Beyrut’ta bir Filistin gettosu: Şatilla mülteci kampı
Yağmurlu bir Beyrut sabahında yaklaşık bir saatlik yürümenin ardından Şatilla Mülteci Kampı›na ulaştık. Harita size daha yolunuzun olduğunu gösterse de sokağın girişindeki kameralardan ve derme çatma evlerden -ki bu evler sokağın diğer yanındaki evlerden çok farklı- kampa ulaştığınızı anlıyorsunuz. Mülteci kampı denilince aklınıza Suriye’deki gibi çadır kentler gelmesin; burada yılların getirmiş olduğu bir “kentleşme” var. Kentleşme kelimesi çok mu modern, çok mu kapitalist bir söylem bilemedim ama Şatilla, Beyrut içinde Filistinlilerin ilmek ilmek işlediği bir kent gibi. Sokaklar da evler kadar harap durumda. Hele bir de bizim denk geldiğimiz gibi yağmurlu bir günse, yürümek oldukça meşakkatli olabiliyor. Bu durum artık bölgede yaşayan Filistinlilerin normali olduğundan, bizim için zor olup olmaması çok da kayda değer bir şey değil. Ne de olsa biz bu yolun sadece birer yolcusuyuz, sakini değil. Ara sokaklara girdiğimizde gözümüze çarpan ilk şey, onlarca elektrik kablosunun oluşturduğu karmaşıklık. Her bir kablonun çıktığı ve bittiği yeri bulmak oldukça zor. Gerçekçi olmak gerekirse yukarıdan sarkan elektrik kabloları ve karanlık dar sokaklar biraz ürkütüyor beni. Hemen bir çıkış bulma arzusu ile hızlı hızlı yürüyor ve çok geçmeden insan kalabalığının olduğu bir pazara çıkıyoruz. Pazarda yürümek imkânsız. Beyrut’a yağan yağmur, kamptaki bu pazarı adeta bir dereye çeviriyor. Birçok insan kenarda yağan yağmur ile birlikte oluşan dereceğin durulmasını beklerken, bazıları da ayakkabılarıyla ya da yalın ayakla bu dereciği yararak yol almaya çalışıyor. 1949 yılında İsrail baskısı nedeniyle göç eden Filistinliler için kurulan bu kampta, 2023 yılında hâlen doğru dürüst bir altyapının olmaması bize, Filistinlilerin Lübnan toplumu içindeki konumuna dair ipuçları veriyor.

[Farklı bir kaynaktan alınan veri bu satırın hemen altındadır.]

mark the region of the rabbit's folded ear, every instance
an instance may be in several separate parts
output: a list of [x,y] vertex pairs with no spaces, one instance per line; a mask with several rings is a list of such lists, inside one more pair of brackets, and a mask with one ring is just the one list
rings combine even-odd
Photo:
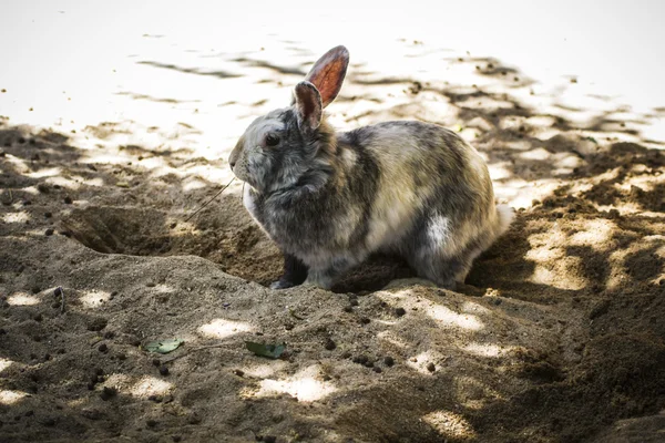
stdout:
[[349,51],[340,45],[326,52],[309,70],[305,80],[319,91],[324,107],[329,105],[339,93],[348,65]]
[[298,112],[298,126],[300,131],[311,131],[321,124],[323,105],[321,95],[316,86],[309,82],[300,82],[294,91],[294,101]]

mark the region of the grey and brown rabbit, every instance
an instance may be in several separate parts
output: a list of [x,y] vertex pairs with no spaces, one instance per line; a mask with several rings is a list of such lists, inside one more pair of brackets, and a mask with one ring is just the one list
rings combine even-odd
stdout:
[[400,121],[336,133],[324,109],[348,63],[345,47],[328,51],[291,105],[256,119],[231,153],[233,173],[249,185],[245,207],[285,256],[273,288],[330,288],[380,251],[452,289],[513,212],[495,206],[478,152],[441,126]]

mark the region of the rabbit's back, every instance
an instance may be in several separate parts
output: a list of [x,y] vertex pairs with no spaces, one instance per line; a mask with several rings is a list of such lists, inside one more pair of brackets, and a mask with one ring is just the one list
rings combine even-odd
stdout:
[[338,141],[349,164],[366,163],[362,156],[377,164],[375,176],[350,168],[358,172],[349,177],[376,189],[365,202],[371,208],[364,241],[369,250],[399,247],[423,224],[433,237],[447,235],[463,247],[495,223],[487,166],[453,132],[422,122],[386,122],[338,134]]

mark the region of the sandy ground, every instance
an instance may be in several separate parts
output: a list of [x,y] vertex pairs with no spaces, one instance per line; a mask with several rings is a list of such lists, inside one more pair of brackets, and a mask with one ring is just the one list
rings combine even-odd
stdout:
[[[375,23],[377,48],[273,11],[247,32],[248,7],[20,4],[0,19],[1,442],[665,441],[665,100],[635,54],[569,60],[551,23],[503,60],[518,33],[489,21],[495,39],[466,45],[407,14],[403,33]],[[458,292],[392,257],[334,291],[270,290],[280,257],[239,184],[185,222],[244,127],[338,43],[332,123],[454,128],[518,209]],[[144,349],[165,338],[185,343]]]

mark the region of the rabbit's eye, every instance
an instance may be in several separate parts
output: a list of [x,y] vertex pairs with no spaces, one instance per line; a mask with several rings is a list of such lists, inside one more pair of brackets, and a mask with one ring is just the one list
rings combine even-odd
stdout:
[[267,146],[277,146],[279,144],[279,137],[275,134],[266,135],[266,145]]

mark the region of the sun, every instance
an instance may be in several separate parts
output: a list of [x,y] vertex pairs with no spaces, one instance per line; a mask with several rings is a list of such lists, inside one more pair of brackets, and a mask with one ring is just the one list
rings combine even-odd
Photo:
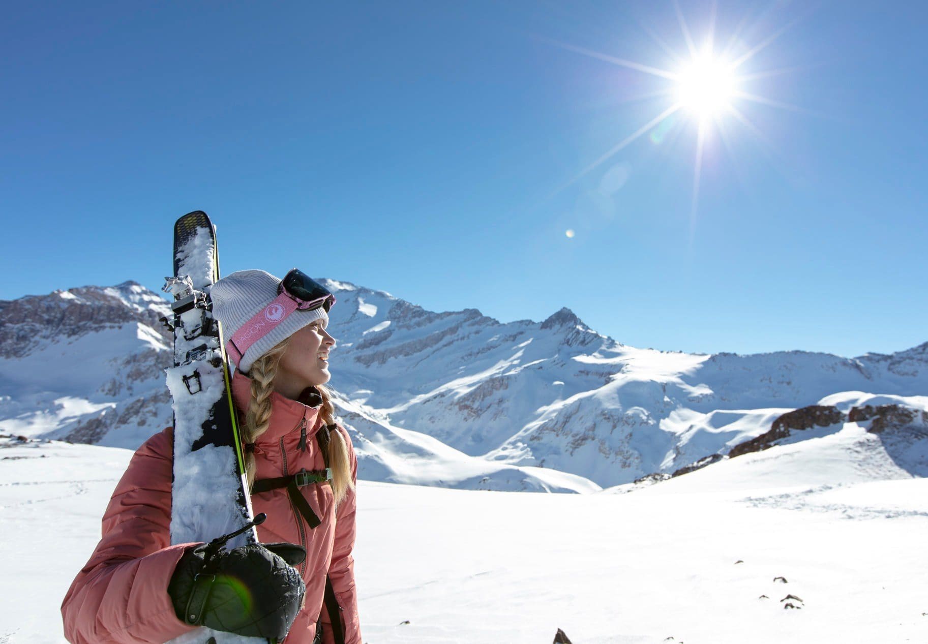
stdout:
[[730,63],[712,54],[692,58],[677,74],[677,101],[702,119],[728,109],[738,91]]
[[[651,116],[647,122],[631,132],[625,138],[595,158],[591,162],[575,173],[574,176],[556,188],[555,193],[573,186],[581,177],[593,172],[610,159],[617,155],[641,136],[649,136],[654,145],[660,145],[666,132],[683,122],[677,117],[689,113],[695,125],[695,154],[693,158],[692,195],[690,207],[690,240],[692,243],[696,225],[697,204],[699,202],[700,177],[702,170],[704,152],[714,146],[716,139],[731,153],[733,132],[731,126],[742,126],[749,131],[765,148],[770,143],[764,132],[755,125],[749,113],[744,111],[750,104],[759,104],[770,108],[803,112],[801,107],[790,105],[780,100],[747,91],[756,81],[791,71],[791,69],[753,70],[752,61],[758,53],[764,51],[780,36],[798,24],[802,16],[789,23],[774,29],[767,35],[754,39],[752,33],[759,25],[751,26],[746,19],[725,40],[715,33],[715,0],[712,0],[712,12],[708,20],[708,30],[702,34],[691,32],[680,10],[677,0],[673,0],[675,13],[679,23],[681,35],[686,44],[686,52],[681,53],[668,45],[664,38],[645,29],[645,32],[656,45],[664,50],[669,68],[656,67],[646,62],[619,58],[611,54],[587,49],[560,41],[549,41],[552,45],[575,52],[582,56],[597,58],[612,65],[662,79],[666,84],[637,98],[661,97],[665,99],[658,113]],[[759,33],[759,30],[757,32]],[[727,42],[726,42],[727,41]],[[754,64],[756,64],[754,61]],[[650,134],[649,134],[650,133]],[[655,134],[659,135],[655,135]],[[717,136],[715,135],[717,134]]]

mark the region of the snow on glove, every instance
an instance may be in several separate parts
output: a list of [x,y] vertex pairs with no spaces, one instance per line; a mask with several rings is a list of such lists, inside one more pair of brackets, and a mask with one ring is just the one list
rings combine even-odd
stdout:
[[303,607],[306,586],[293,565],[306,558],[296,544],[215,542],[187,550],[171,577],[174,612],[194,625],[247,637],[283,639]]

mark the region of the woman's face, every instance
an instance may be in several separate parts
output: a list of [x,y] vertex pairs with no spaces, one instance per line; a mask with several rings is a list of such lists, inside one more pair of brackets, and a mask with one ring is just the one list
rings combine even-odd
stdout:
[[316,320],[290,336],[287,350],[280,357],[274,388],[278,393],[296,400],[303,390],[324,384],[329,373],[329,352],[335,347],[335,338]]

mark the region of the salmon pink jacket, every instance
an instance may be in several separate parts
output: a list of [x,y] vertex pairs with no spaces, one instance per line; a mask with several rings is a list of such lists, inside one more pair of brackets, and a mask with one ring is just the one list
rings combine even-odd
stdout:
[[[237,372],[232,392],[236,405],[244,411],[251,380]],[[276,393],[272,397],[270,427],[254,444],[255,478],[323,470],[316,440],[323,426],[318,409]],[[306,437],[301,441],[303,431]],[[338,431],[348,446],[352,478],[356,481],[357,459],[351,439],[343,428]],[[103,516],[103,536],[61,604],[64,635],[73,644],[162,644],[192,630],[174,614],[167,591],[181,555],[197,545],[171,545],[173,445],[172,428],[149,438],[135,451],[116,485]],[[354,492],[348,490],[336,510],[329,485],[314,483],[300,491],[321,520],[314,529],[292,507],[286,488],[251,496],[255,513],[267,514],[258,526],[260,541],[288,541],[306,548],[306,560],[297,566],[306,584],[306,601],[284,642],[311,644],[316,622],[321,621],[324,644],[334,644],[329,612],[323,606],[328,573],[345,644],[362,644],[352,558]]]

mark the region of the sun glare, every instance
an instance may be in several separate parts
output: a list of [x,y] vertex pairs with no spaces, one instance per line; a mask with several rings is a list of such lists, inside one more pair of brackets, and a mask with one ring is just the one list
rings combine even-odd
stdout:
[[[706,32],[694,34],[690,32],[680,10],[677,0],[673,0],[673,6],[679,23],[682,39],[686,44],[687,54],[681,54],[671,47],[657,33],[645,30],[654,44],[669,54],[669,58],[679,61],[676,69],[661,69],[646,62],[618,58],[586,47],[551,41],[552,44],[564,49],[576,52],[599,60],[618,65],[638,72],[655,76],[668,84],[665,89],[641,95],[640,98],[664,97],[667,102],[659,108],[659,113],[634,130],[592,162],[581,169],[571,179],[566,181],[557,191],[573,185],[580,177],[586,175],[596,168],[615,157],[641,136],[648,136],[654,145],[661,145],[667,133],[683,122],[677,119],[678,112],[689,112],[694,118],[695,154],[693,157],[692,196],[690,209],[690,239],[692,241],[696,225],[696,212],[699,202],[700,177],[702,170],[702,160],[706,149],[711,149],[715,134],[724,143],[730,153],[731,133],[727,132],[731,126],[743,126],[754,135],[761,143],[767,143],[761,130],[752,122],[748,113],[743,109],[751,103],[767,107],[801,111],[801,108],[784,103],[774,98],[746,91],[745,84],[750,84],[757,79],[774,76],[790,70],[768,69],[759,71],[748,71],[748,63],[761,51],[764,51],[783,33],[798,24],[799,18],[788,24],[774,30],[769,35],[750,42],[745,33],[752,29],[745,20],[728,36],[728,42],[720,42],[715,34],[715,2],[712,3],[712,13],[709,28]],[[752,39],[753,40],[753,39]],[[718,49],[715,46],[719,45]],[[715,52],[724,53],[715,53]],[[689,62],[684,62],[689,61]],[[634,97],[632,98],[634,99]],[[725,118],[723,118],[725,117]],[[730,117],[730,118],[729,118]],[[568,231],[572,232],[572,231]],[[570,237],[570,235],[568,235]]]
[[734,95],[735,74],[731,65],[711,55],[694,58],[677,76],[677,102],[700,119],[713,117],[727,109]]

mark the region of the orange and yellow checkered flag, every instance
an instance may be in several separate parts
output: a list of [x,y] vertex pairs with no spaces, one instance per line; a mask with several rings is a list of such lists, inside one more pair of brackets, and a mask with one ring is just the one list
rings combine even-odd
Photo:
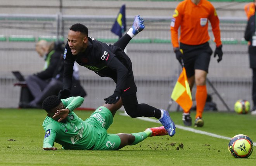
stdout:
[[182,72],[174,86],[171,98],[183,109],[185,112],[189,112],[192,107],[193,102],[191,92],[184,66],[182,67]]

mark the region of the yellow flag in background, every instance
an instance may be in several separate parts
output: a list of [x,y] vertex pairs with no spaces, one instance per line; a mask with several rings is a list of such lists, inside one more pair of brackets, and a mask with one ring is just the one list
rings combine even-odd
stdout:
[[185,112],[189,112],[193,102],[186,70],[184,67],[174,86],[171,98],[183,109]]

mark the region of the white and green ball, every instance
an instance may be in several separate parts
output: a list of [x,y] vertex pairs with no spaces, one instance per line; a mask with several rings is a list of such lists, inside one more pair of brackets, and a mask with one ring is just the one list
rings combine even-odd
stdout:
[[235,103],[234,110],[239,114],[246,114],[250,111],[250,102],[246,100],[238,100]]
[[247,135],[237,135],[230,139],[228,150],[235,158],[247,158],[253,151],[253,143]]

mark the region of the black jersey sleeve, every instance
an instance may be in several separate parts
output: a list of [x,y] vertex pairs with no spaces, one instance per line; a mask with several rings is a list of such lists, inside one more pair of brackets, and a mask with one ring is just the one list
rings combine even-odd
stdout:
[[65,46],[63,58],[64,58],[64,71],[63,72],[63,89],[71,90],[73,75],[73,67],[75,60],[72,57],[71,50],[67,44]]

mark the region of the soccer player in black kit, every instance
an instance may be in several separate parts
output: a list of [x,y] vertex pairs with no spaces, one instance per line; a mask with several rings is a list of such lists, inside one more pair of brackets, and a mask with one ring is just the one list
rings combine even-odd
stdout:
[[116,104],[118,109],[123,105],[125,111],[132,118],[146,116],[159,119],[169,135],[172,137],[175,133],[175,127],[167,111],[138,103],[131,62],[123,51],[132,38],[144,29],[144,22],[139,15],[135,16],[132,27],[113,45],[89,37],[88,29],[83,24],[72,25],[69,28],[63,56],[63,89],[60,91],[59,97],[65,98],[69,94],[75,61],[100,76],[111,78],[116,82],[113,94],[104,99],[106,104]]

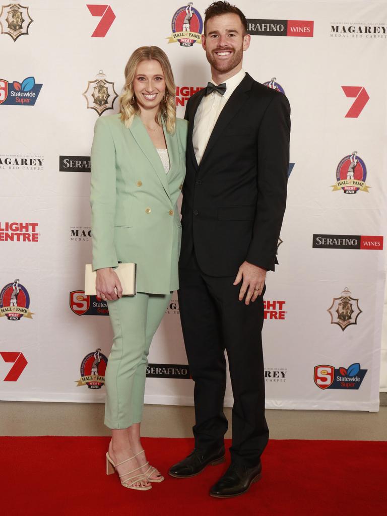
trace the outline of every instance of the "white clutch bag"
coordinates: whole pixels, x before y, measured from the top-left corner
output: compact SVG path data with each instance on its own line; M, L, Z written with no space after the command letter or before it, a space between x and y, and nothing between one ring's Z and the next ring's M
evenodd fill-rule
M122 286L124 296L135 296L136 289L136 264L119 263L118 267L114 269ZM91 264L87 264L85 269L85 294L86 296L95 296L95 278L96 272L93 271Z

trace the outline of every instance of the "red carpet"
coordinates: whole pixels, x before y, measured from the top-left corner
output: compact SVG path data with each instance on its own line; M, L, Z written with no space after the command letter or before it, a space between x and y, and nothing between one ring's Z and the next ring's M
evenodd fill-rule
M190 479L168 467L189 453L191 439L142 440L166 476L140 492L105 474L108 438L2 437L2 516L347 516L385 514L387 442L271 441L263 476L247 494L213 498L209 487L227 464ZM228 445L230 445L228 442Z

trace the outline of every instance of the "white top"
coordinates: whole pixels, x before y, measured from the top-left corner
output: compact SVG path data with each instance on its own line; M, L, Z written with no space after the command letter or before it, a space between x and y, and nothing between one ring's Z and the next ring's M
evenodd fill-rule
M202 160L209 137L222 109L245 75L245 70L241 70L225 80L227 89L224 95L221 95L217 91L213 91L209 95L204 95L202 99L195 115L192 136L194 150L198 165ZM212 79L212 82L218 86Z
M164 167L165 173L166 174L168 174L169 172L169 168L170 167L169 156L168 155L168 149L156 149L156 150L157 151L157 153L160 156L160 159L162 160L163 166Z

Belki de Şatilla Mülteci Kampı’nı ilgi çekici yapan sadece evleri, altyapısız yolları ya da elektrik kabloları değil, bu kampın Lübnan siyasetindeki yeri olduğunu söyleyebiliriz. Bilindiği gibi İsrail’in 1948 yılında Filistin topraklarını işgal etmesiyle başlayan Nakba süreci, birçok Filistinlinin kendi vatanlarını terk edip komşu ülkelere gitmesiyle devam etti. Beyrut da Filistinli göçmenlerin tercih ettiği destinasyonlardan biri. Zamanla Filistin Kurtuluş Örgütü ile birlikte bu bölge Filistinliler için bir üs hâline gelirken ülkenin diğer grupları -özellikle Hristiyanlar- için rahatsızlık kaynağı haline geldi. Gerilim ortamı Lübnan İç Savaşı ile birlikte daha da şiddetlendi ve 1982 yılında aşırı sağcı Hristiyan Falanjistler İsrail’in de desteği ile Şatilla ve Sabra Filistin Mülteci Kamplarında 3 binden fazla Filistinli mülteciyi katletti. Katliamın üzerinden 40 yıl geçmesine rağmen bu olayın failleri belirlenememiş ve konuya dair ciddi bir soruşturma açılmamış durumda.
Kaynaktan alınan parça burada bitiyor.